Your license key and the email address associated with your purchase. Used only to validate and deactivate paid-tier entitlements. LemonSqueezy handles all payment data; we never see your card numbers.

3. Opt-in product telemetry (Pro / Team)

Collected only if you enable telemetry in Settings → Privacy. We record event names (for example app_launch, project_created) and non-identifying metadata. We never collect file contents, project names, spec titles, or source code. Data is aggregated by our analytics provider: [Analytics Provider TBD].

4. Opt-in crash reports

Collected only if you enable crash reporting. Stack traces are captured locally with PII scrubbing — home directory paths, usernames, and other identifying strings are removed before transmission. Remote aggregation provider: [Crash Reporter TBD].

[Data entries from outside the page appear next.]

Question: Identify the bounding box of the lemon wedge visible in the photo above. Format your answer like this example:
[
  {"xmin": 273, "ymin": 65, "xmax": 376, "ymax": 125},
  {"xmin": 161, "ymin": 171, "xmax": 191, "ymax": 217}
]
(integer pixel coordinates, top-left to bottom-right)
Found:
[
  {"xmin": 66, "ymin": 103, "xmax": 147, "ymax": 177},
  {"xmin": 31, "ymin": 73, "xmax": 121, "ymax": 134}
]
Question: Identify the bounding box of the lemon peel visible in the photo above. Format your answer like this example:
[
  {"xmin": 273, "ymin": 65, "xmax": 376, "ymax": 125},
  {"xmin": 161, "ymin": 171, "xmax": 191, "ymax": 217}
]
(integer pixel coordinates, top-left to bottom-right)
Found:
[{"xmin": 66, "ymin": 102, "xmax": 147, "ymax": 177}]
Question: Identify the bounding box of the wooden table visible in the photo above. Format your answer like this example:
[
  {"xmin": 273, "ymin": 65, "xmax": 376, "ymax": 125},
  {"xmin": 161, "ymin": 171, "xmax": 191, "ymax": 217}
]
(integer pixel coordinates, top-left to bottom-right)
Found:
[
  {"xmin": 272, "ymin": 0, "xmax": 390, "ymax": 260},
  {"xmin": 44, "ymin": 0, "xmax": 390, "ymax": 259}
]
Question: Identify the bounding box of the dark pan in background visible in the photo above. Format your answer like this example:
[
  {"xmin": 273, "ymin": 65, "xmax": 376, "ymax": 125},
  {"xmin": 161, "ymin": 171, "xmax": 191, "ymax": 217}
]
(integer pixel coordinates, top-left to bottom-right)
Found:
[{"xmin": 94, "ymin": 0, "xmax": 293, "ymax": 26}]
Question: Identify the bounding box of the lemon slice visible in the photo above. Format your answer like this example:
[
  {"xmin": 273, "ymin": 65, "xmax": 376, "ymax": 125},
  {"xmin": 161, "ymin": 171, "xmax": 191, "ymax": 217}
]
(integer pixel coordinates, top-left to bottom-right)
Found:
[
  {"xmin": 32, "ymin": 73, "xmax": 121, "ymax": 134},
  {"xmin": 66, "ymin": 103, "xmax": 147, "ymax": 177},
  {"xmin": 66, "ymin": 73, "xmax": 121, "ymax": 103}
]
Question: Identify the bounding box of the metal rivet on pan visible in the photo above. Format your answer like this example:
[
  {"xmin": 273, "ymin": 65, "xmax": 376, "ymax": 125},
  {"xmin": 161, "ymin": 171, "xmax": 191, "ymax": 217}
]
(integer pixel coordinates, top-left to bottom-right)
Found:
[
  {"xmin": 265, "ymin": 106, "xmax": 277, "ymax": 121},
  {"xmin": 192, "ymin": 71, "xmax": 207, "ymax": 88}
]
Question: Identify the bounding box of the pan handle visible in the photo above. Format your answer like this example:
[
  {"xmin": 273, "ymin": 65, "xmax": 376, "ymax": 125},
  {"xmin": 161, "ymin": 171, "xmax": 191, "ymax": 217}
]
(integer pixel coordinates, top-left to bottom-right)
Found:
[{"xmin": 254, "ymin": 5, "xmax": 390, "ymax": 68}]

5. Marketing-site analytics

Vercel Analytics and Vercel Speed Insights on getmondaymorning.com. These are anonymous and cookie-less; no personal data is collected.

How we use it

• To sign you into the app.
• To enforce license entitlements for paid tiers.
• To improve the product — fixing crashes, prioritizing features, understanding which workflows matter.
• To protect the service from abuse and security threats.

Data we do NOT collect

• Your source code.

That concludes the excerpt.